Index

The Machine Experience Manifesto

A vision for designing interfaces that serve both human and machine intelligence

Our Belief

We believe that the rise of AI agents as primary users of digital interfaces represents not a disruption, but an opportunity — an opportunity to build better experiences for everyone.

The same patterns that enable AI agents to navigate, understand, and act upon digital content also empower human users with disabilities, enhance accessibility, and create more robust, maintainable systems.

This is the Convergence Principle: interfaces optimised for machines inherently improve experiences for humans.

What is Machine Experience?

Machine Experience (MX) is the practice of designing and building digital interfaces with explicit recognition that AI agents are legitimate users deserving thoughtful design consideration.

Where User Experience (UX) focused exclusively on human interaction, Machine Experience acknowledges a fundamental shift: autonomous systems now browse websites, complete purchases, extract information, and make decisions without human intervention.

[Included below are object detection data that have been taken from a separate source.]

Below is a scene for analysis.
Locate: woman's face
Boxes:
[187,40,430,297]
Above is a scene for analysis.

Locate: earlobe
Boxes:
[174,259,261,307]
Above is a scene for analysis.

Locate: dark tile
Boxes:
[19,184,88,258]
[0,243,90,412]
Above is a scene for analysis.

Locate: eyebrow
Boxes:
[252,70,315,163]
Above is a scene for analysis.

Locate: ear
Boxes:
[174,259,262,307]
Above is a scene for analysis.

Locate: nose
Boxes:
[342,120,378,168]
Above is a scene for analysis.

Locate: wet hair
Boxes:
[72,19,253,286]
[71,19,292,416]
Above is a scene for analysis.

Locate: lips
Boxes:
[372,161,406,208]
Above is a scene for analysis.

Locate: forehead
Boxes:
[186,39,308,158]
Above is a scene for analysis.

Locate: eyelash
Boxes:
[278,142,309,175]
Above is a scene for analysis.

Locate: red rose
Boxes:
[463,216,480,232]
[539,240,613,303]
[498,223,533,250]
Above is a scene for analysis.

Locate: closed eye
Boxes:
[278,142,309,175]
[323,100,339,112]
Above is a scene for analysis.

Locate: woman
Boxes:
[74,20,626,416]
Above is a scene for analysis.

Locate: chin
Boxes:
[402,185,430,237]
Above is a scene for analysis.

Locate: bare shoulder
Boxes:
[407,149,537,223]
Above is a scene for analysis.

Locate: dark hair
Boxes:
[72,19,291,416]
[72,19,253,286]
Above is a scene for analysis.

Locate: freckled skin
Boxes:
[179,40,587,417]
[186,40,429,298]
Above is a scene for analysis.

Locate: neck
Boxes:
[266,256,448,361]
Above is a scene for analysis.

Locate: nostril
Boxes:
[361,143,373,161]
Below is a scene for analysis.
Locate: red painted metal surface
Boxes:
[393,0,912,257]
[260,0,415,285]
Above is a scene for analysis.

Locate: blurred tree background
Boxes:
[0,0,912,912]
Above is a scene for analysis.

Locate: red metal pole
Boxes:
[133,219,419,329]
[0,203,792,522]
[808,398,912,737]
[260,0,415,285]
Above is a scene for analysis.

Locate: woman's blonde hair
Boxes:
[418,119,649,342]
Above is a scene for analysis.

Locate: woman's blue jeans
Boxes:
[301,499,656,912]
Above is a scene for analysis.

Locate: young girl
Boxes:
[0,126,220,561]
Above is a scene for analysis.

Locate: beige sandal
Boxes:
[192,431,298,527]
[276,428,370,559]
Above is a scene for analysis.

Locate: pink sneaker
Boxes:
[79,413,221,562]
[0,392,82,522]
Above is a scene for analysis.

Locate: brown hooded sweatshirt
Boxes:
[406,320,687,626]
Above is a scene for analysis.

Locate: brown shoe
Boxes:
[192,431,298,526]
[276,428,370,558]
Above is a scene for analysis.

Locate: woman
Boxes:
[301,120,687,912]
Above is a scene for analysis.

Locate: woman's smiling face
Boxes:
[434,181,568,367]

MX practitioners design for this reality whilst ensuring human users benefit equally from the improvements.

Core Principles

1. Semantic Clarity

Structure precedes presentation. Semantic HTML, explicit state management, and machine-readable metadata create interfaces that both humans and agents can reliably interpret.

2. Universal Accessibility

Patterns that work for AI agents also work for screen readers, keyboard navigation, and assistive technologies. MX is accessibility 2.0 — designing for the broadest possible range of users, human and machine alike.

3. Explicit State

Make system state visible and queryable. Agents and humans both benefit from knowing where they are, what actions are available, and what the consequences of those actions will be.

4. Progressive Disclosure

Information should be structured for both scanning and deep reading. Provide clear navigation, tables of contents, heading hierarchies, and semantic markup that allow both quick assessment and thorough investigation.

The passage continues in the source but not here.